3 Tools to Make Your Terraform Life Easier

Overview

 

It is indisputable to say that HashiCorp Terraform has become an essential tool in Cloud deployment. At the same time, it also got its own limitation. Have you ever encountered the following issues? Incompatible Terraform version when you tried to plan/apply the tf scripts written by you other team members, Terraform output is lengthy and difficult to read, got a problem in switching between several AWS identities when planning/applying different project works.

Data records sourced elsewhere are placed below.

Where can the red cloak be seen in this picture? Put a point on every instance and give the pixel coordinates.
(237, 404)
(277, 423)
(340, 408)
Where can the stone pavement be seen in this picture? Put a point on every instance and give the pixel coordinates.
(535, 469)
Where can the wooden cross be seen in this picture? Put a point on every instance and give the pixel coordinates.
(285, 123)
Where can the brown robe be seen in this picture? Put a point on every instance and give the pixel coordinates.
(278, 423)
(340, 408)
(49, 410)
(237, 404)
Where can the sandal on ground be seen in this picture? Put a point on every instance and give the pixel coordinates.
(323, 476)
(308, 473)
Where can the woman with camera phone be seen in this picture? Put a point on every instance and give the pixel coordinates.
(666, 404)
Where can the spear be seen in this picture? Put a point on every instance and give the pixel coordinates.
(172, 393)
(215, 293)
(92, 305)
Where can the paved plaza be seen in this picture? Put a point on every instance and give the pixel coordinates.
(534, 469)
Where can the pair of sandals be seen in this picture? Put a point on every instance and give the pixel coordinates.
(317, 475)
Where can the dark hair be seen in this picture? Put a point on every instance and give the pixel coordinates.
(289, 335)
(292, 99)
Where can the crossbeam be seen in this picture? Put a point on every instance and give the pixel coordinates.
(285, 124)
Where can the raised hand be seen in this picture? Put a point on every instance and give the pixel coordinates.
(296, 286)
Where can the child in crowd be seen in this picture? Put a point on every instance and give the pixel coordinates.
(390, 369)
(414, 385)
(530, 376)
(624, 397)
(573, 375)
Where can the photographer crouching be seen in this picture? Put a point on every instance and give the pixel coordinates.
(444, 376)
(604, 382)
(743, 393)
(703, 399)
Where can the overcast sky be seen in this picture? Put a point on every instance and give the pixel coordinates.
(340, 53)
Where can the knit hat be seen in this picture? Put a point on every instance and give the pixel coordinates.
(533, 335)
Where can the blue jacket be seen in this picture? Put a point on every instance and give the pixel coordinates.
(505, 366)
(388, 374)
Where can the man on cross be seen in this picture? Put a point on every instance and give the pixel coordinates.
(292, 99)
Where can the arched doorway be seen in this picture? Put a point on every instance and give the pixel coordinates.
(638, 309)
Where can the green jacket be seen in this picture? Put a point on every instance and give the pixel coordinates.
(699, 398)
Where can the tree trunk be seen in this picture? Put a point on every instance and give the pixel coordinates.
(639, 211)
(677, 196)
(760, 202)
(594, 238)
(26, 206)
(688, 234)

Fortunately, the community has got some open source tools which will make your life with Terraform easier. I hope you will find them useful.

tfenv

tfenv is a Terraform version manager which not only installs the needed Terraform version on the fly but also enables you to switch to the desired Terraform version between multiple environments. It saves your effort to change soft links to needed Terraform binaries. All you need is to tell tfenv to install needed Terraform versions before hand and specify your desired Terraform version in the .terraform-version file in your different project directories. Then you are ready to go and the appropriate version of Terraform will be invoked.

 

Terraform Landscape

Terraform Landscape is a tool for reformatting the output of terraform plan to be easier to read and understand. A picture is worth a thousand words.

Before
Before
After
After

direnv

This 3rd tool comes handy when used with tfenv. direnv is an extension for your shell. It augments existing shells with a new feature that can load and unload environment variables depending on the current directory. For instance, you have developed multiple project works and they are sitting in different directories. Previously, you will need to reset the AWS credentials in UNIX Shell environment variables each time you switched between development project and staging project and have Terraform read from these variables to assume the appropriate AWS IAM role. This environment variable setup is per UNIX shell session basis and is prone to typing error. With the use of direnv, you can preset the credentials in a per project per directory basis. Everytime you change directory to a particular project, this tool will load the correct variable values for your Terraform. And when you leaves that project directory, these variables will be unloaded. It is pretty convenient as you don’t need to change the variable value time after time.

 

These tiny tools don’t make any big difference to my delivery output but they definitely increase my productivity.